54 Marion Dumont contour des routes est ainsi adaptée localement, en fonction du contexte géographique sous-jacent dans l’orthophotographie, afin d’assurer un contraste suffisant pour que le réseau routier soit lisible [Hoarau 2015, p111-121].

Figure 20. Continuum entre une représentation abstraite (carte à l’extrémité gauche en haut) et une représentation réaliste (image aérienne à l’extrémité gauche en bas) proposé par [Hoarau 2015].

Figure 21. Exemple de visualisation simultanée d’une carte (à gauche) et d’une image aérienne (à droite). Pour les représenter ensemble (au milieu), nous avons augmenté la transparence de la carte topographique.

Il est également possible d’afficher les deux représentations simultanément, mais dans deux parties différentes de l’interface. Un état de l’art des outils appliquant ce concept est disponible dans [Hoarau 2015, p35-42]. On peut notamment citer les barres de défilement, qui permettent de « glisser » d’une représentation à l’autre, ou la synchronisation de vues adjacentes, qui permet de voir les deux contenus l’un à côté de l’autre avec une navigation synchronisée. Ces concepts ont récemment été intégrés dans l’application « Remonter le temps »1 de l’IGN, pour permettre la comparaison de données actuelles et historiques.
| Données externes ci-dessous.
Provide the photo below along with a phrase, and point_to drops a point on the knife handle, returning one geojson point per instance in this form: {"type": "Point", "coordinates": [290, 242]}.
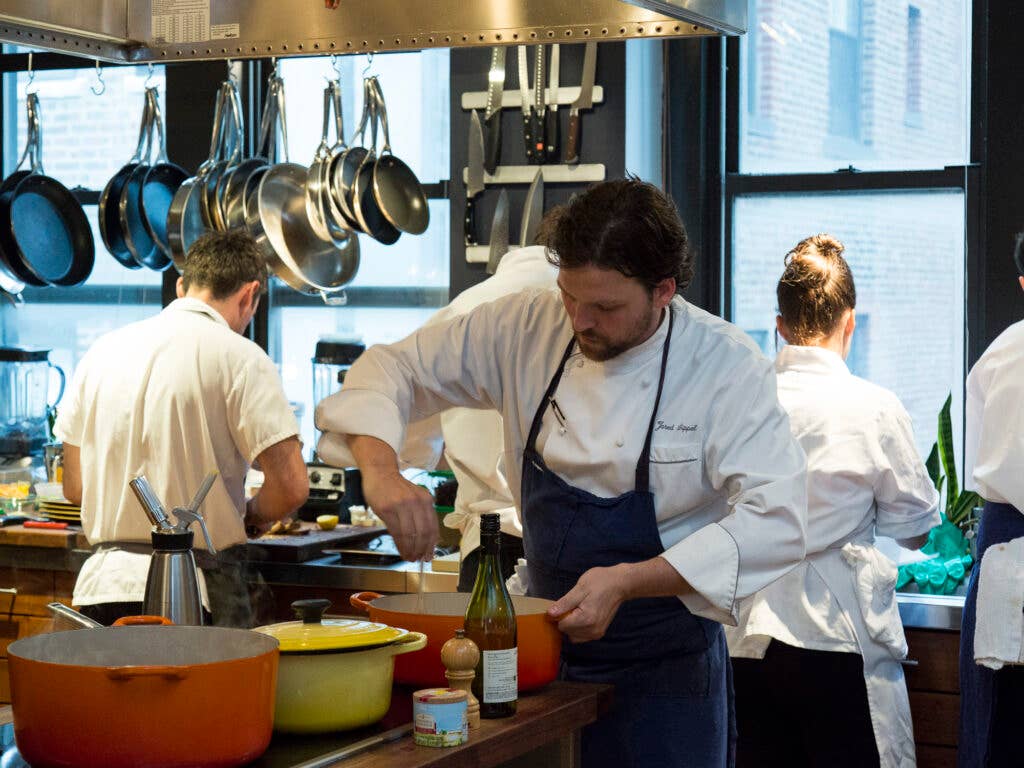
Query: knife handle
{"type": "Point", "coordinates": [537, 131]}
{"type": "Point", "coordinates": [551, 135]}
{"type": "Point", "coordinates": [527, 133]}
{"type": "Point", "coordinates": [469, 222]}
{"type": "Point", "coordinates": [572, 142]}
{"type": "Point", "coordinates": [492, 141]}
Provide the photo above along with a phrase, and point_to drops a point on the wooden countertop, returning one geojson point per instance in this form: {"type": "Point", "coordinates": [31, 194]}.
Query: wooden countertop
{"type": "Point", "coordinates": [542, 717]}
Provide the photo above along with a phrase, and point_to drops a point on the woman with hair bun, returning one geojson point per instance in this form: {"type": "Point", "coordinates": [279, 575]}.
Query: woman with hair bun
{"type": "Point", "coordinates": [816, 653]}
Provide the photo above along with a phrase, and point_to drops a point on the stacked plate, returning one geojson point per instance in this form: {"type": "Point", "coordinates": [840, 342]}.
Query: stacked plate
{"type": "Point", "coordinates": [59, 509]}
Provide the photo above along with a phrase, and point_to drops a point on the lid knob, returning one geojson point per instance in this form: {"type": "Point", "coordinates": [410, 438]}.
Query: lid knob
{"type": "Point", "coordinates": [310, 611]}
{"type": "Point", "coordinates": [460, 656]}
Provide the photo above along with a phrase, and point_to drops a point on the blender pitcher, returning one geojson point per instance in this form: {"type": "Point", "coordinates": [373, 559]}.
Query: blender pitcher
{"type": "Point", "coordinates": [25, 406]}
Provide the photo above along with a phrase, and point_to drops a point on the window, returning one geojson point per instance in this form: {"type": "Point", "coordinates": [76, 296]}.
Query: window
{"type": "Point", "coordinates": [86, 138]}
{"type": "Point", "coordinates": [844, 69]}
{"type": "Point", "coordinates": [836, 80]}
{"type": "Point", "coordinates": [913, 66]}
{"type": "Point", "coordinates": [397, 287]}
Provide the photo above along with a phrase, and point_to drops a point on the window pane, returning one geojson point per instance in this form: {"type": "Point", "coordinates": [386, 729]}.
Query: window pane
{"type": "Point", "coordinates": [877, 86]}
{"type": "Point", "coordinates": [906, 252]}
{"type": "Point", "coordinates": [86, 138]}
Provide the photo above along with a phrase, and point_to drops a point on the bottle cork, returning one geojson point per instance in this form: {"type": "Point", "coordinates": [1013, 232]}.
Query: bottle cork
{"type": "Point", "coordinates": [460, 656]}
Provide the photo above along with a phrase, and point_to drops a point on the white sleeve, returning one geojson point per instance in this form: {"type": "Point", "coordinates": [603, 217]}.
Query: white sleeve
{"type": "Point", "coordinates": [455, 363]}
{"type": "Point", "coordinates": [906, 499]}
{"type": "Point", "coordinates": [751, 457]}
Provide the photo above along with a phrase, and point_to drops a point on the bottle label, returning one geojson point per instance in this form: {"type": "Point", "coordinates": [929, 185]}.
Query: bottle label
{"type": "Point", "coordinates": [501, 678]}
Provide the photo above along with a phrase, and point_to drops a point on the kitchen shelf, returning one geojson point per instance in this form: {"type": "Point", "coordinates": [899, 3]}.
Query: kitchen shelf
{"type": "Point", "coordinates": [523, 174]}
{"type": "Point", "coordinates": [480, 254]}
{"type": "Point", "coordinates": [511, 98]}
Juin 2018 55 Une autre solution proposée consiste à utiliser une « loupe », outil de visualisation avec lequel on peut parcourir la représentation affichée et dans lequel est représenté un contenu différent. La Figure 22 présente un exemple de cet outil (à gauche), entre une carte topographique et une image aérienne. Ce type d’outil peut également être utilisé pour la visualisation de données à différents niveaux de détail, comme la Sigma Lens [Pietriga et al., 2008] qui réalise un grossissement de la zone observée, en appliquant une distorsion spatiale sur ses bords ; la Jelly Lens [Pindat et al., 2012] dont la forme s’adapte à l’objet observé ou la Route Lens qui permet quant à elle de suivre un itinéraire en étant attirée par lui et en grossissant son voisinage [Alvina et al., 2014], comme illustrée par la Figure 22 (à droite).
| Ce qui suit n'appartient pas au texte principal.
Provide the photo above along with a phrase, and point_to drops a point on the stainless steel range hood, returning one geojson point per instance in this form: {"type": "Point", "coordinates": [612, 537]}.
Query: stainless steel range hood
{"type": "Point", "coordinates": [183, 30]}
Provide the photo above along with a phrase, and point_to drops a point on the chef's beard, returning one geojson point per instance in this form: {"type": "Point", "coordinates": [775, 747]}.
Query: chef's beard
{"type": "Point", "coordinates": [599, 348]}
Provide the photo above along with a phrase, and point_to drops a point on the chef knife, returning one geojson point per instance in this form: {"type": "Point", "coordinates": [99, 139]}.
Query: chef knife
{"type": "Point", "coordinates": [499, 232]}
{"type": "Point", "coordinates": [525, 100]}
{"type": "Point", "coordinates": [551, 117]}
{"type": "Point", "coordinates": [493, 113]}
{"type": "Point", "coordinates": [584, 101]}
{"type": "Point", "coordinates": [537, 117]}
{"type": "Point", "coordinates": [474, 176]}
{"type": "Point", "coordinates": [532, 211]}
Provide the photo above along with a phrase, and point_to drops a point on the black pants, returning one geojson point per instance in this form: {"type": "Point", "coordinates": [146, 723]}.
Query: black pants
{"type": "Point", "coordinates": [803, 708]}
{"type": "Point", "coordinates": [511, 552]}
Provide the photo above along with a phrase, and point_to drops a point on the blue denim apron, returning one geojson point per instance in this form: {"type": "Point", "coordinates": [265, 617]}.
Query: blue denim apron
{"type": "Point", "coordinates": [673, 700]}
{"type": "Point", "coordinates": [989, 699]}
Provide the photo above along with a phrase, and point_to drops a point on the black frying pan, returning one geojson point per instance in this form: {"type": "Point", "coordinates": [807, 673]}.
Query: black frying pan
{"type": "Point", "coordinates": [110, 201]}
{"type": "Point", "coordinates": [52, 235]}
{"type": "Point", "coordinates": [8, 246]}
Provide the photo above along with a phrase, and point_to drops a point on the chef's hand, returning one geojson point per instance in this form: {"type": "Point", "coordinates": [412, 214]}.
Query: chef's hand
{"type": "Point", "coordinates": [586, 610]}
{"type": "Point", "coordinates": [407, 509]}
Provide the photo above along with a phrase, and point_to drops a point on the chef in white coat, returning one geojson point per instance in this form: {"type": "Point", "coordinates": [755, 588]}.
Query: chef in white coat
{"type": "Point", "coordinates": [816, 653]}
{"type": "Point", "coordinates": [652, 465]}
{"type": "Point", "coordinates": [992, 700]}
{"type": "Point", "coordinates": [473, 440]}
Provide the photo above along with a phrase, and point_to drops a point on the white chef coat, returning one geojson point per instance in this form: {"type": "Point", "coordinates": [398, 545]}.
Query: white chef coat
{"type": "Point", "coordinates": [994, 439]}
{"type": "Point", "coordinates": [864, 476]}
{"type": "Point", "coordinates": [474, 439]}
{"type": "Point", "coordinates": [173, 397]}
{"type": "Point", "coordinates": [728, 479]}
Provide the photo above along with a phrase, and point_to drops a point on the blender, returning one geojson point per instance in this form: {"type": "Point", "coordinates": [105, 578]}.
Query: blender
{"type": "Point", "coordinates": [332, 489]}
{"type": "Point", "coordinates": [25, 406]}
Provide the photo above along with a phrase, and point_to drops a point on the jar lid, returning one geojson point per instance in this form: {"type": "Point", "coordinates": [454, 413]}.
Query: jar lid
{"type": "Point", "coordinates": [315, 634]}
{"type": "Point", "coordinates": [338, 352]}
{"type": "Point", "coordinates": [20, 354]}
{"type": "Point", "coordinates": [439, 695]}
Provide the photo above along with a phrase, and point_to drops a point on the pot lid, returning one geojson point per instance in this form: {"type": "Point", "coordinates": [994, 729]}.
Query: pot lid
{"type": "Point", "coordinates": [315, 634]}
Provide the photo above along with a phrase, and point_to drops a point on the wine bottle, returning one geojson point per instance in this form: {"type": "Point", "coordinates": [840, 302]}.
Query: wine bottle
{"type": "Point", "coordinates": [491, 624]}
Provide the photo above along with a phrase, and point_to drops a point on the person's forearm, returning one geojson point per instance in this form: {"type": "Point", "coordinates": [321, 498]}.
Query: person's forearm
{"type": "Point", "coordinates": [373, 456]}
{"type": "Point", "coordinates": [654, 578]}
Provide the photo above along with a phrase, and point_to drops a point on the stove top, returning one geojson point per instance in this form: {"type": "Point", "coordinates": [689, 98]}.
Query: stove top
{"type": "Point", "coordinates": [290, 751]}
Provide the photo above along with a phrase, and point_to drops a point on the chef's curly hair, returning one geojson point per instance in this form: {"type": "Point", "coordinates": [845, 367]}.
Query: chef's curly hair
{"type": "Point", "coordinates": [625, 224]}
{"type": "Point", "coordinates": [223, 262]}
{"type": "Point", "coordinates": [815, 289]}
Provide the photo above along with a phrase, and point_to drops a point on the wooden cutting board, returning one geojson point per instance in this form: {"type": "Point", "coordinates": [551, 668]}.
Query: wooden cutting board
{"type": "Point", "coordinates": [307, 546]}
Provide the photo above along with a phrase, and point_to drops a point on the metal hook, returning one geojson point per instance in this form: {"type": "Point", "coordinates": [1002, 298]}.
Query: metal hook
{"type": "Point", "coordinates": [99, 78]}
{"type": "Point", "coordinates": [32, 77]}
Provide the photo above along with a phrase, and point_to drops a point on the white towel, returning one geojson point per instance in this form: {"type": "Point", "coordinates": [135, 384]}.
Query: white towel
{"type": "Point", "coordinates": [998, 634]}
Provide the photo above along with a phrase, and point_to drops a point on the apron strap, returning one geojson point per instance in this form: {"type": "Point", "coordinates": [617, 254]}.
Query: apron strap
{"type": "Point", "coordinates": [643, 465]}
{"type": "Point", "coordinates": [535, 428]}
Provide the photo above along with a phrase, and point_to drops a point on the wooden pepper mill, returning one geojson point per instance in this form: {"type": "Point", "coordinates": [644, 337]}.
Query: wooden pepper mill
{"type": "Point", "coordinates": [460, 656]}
Bien que cette seconde approche soit généralement appréciée des utilisateurs et plus efficace pour la réalisation de tâches de comparaison [Lobo et al., 2015], elle est encore très peu utilisée pour la visualisation de données multi-échelles. On retrouve plus couramment des opérations de zoom par transitions statiques c’est-à-dire par remplacement brutal d’une échelle par une autre, ou bien par transitions animées pour certaines applications, ce qui permet des opérations de zoom plus fluides. Au sein du projet MapMuxing, dans lequel s’inscrit cette thèse, des chercheurs en géovisualisation et en interfaces homme-machine collaborent pour améliorer ces outils, en remplaçant par exemple la distorsion spatiale sur les bords par un continuum de représentations valides, comme précédemment évoqué. Dans notre thèse, nous choisissons cependant de ne pas aborder ces pistes d’amélioration et nous concentrerons uniquement sur le contenu cartographique des cartes multi-échelles, en utilisant des interfaces standard de visualisation, comme présentées dans le paragraphe suivant. Nous pensons donc que cette thèse ne s’inscrit pas à proprement parler dans le domaine de recherche en interface utilisateur (UI) bien que l’on puisse considérer que la carte reste un élément de l’interface, car nous ne considérerons pas les questions relatives à l’interface de visualisation et au mode d’interaction utilisé pour naviguer dans une carte multi-échelle.

Figure 22. La loupe Sigma Lens (à gauche) comme outil de visualisation de deux représentations hétérogènes [Pietriga et al., 2008], comme une carte et une image aérienne ; ou bien comme outil de suivi d’un itinéraire ici illustrée par Route Lens (à droite) [Alvina et al., 2014].